Making the invisible visible in causality: a new algorithm to identify causal graphs involving both observed and latent variables

Monday, May 13, 2024

One potential hugely beneficial application of artificial intelligence is the development of systems that have the ability to analyze huge sets of data and identify causal relationships, or how one action leads to another.

These kinds of systems could provide great utility in a field like medicine that is characterized by complex interactions between a person’s biology and the environment. For example, a better understanding of causality as it relates to disease may allow for the creation of drugs to treat a disease or lifestyle changes that could prevent or delay its onset.

The trouble with causality, however, particularly in complex systems like the human body, is that it is difficult to determine. One way to identify a cause-and-effect relationship is to conduct a randomized controlled trial, in which scientists intervene on one variable to see if the target variable changes. Illuminating the true relationship between variables in the chain of causality requires establishing their basic relationships and ruling out irrelevant factors. Both are difficult to do and time-intensive when possible. Some biological intervention experiments may also have ethical issues.

That said, the study of causal relationships has a long history in fields like statistics, artificial intelligence and even in philosophy. Scientists who study causality have developed so-called causal discovery methods aimed at discovering causal relationships from observable (non-intervention) data alone, without the need for intervening experiments, and output so-called causal graphs that show how variables influence each other.

A major challenge, however, is that what can be directly quantified, so called observed (measured) variables, aren’t always representative of the full story. Latent variables, as they’re called, can’t be observed directly but influence causal relationships.

A team of researchers from Mohamed Bin Zayed University of Artificial Intelligence and other institutions recently put together a study that proposes a new algorithm that can locate latent variables and identify causal relationships among both observed and latent variables by leveraging observable (non-intervention) data alone.

The study was presented at the Twelfth International Conference on Learning Representations (ICLR 2024), which took place in Vienna between May 7-11.

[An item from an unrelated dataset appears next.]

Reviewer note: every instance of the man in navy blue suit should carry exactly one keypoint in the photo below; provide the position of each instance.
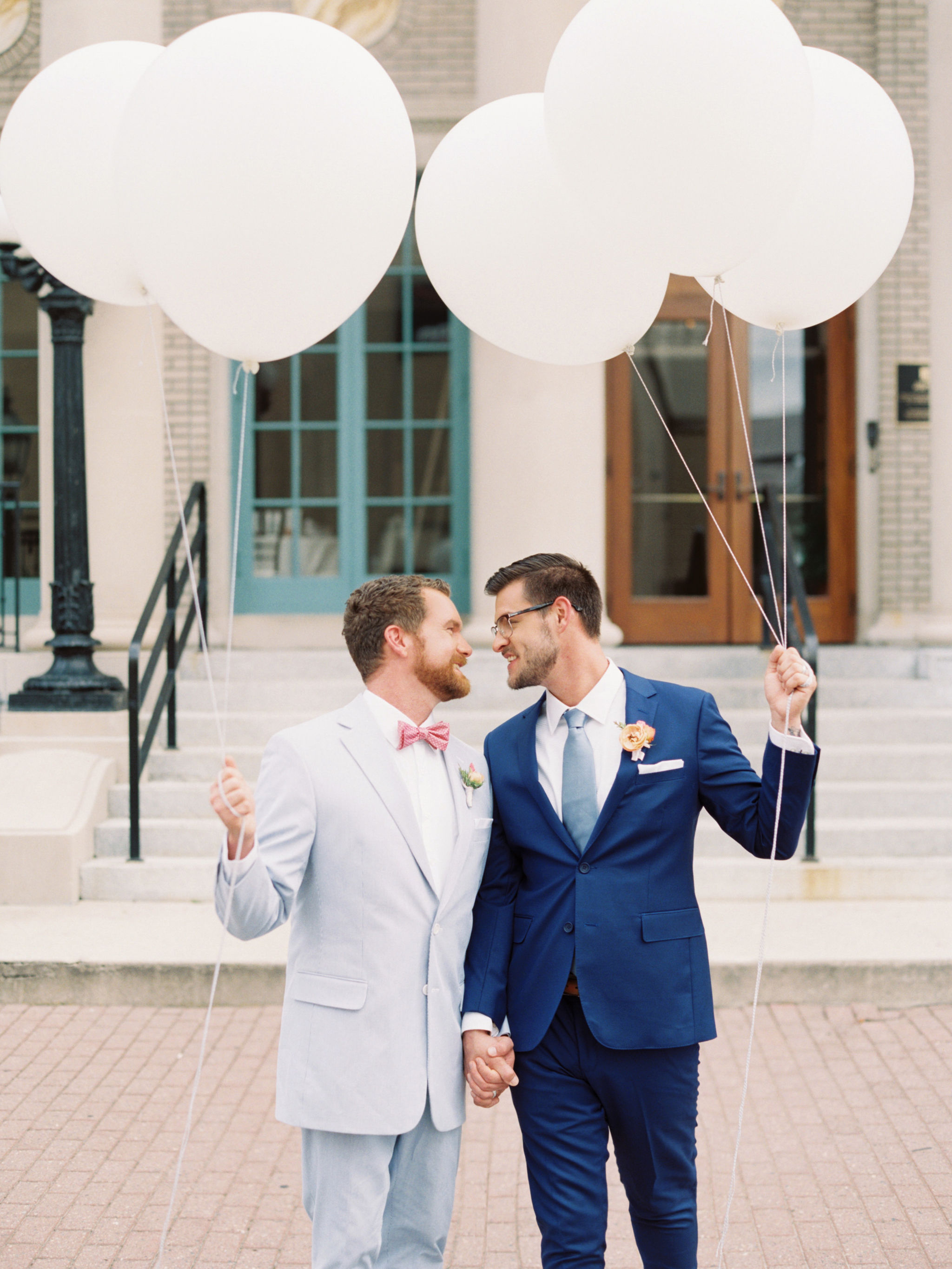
(587, 942)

There are methods for determining causality ialn data, but they tend to break down in the presence of latent variables. There are also other methods that can handle latent variables but work on the assumption that observed (measured) variables don’t directly influence latent variables in a causal graph. The algorithm proposed in this study can accommodate both scenarios, as well as more general situations.

Songyao Jin, a second-year master’s student at MBZUAI and lead author of the study, said, “Our goal is to provide a causal discovery approach that discovers the causal graph where observed and latent variables may interact in arbitrary ways. That is, both observed and latent variables can influence each other.

Other authors are Feng Xie of Beijing Technology and Business University, Biwei Huang of University of California San Diego, Xinshuai Dong of Carnegie Mellon University, and Guangyi Chen, Zhengming Chen and Kun Zhang of MBZUAI.

One reason that researchers are interested to study causality, beyond the larger theoretical implications, is for use in unsupervised learning, where a large set of data is provided to a machine and the machine attempts to identify patterns in the data without the help of labels or other aids from humans. Unsupervised learning can be used to analyze medical or biological data and potentially help identify causality in data sets that are too big or complex to be analyzed by people.

It’s a promising application because, with health-related data, there is the possibility that interventions informed by artificial intelligence could result in positive change for patients. “If you know the causal relationship between variables, you can make a change to the causal variable,” Jin explained.

In the study, the researchers tested their algorithm on both synthetic and real-world data sets. They note that their algorithm “performs well with all structures” in the synthetic data set, “which proves that it can deal with general causal structures.” With the real-world data set, the system discovers causal relationships consistent with expert domain knowledge.

Considering what’s next for this line of research, Jin noted that one potential direction is for the approach to be extended to identify non-linear relationships — this study only looks at linear relationships. Another direction is applying the algorithm to data from different domains and discover unknown useful patterns.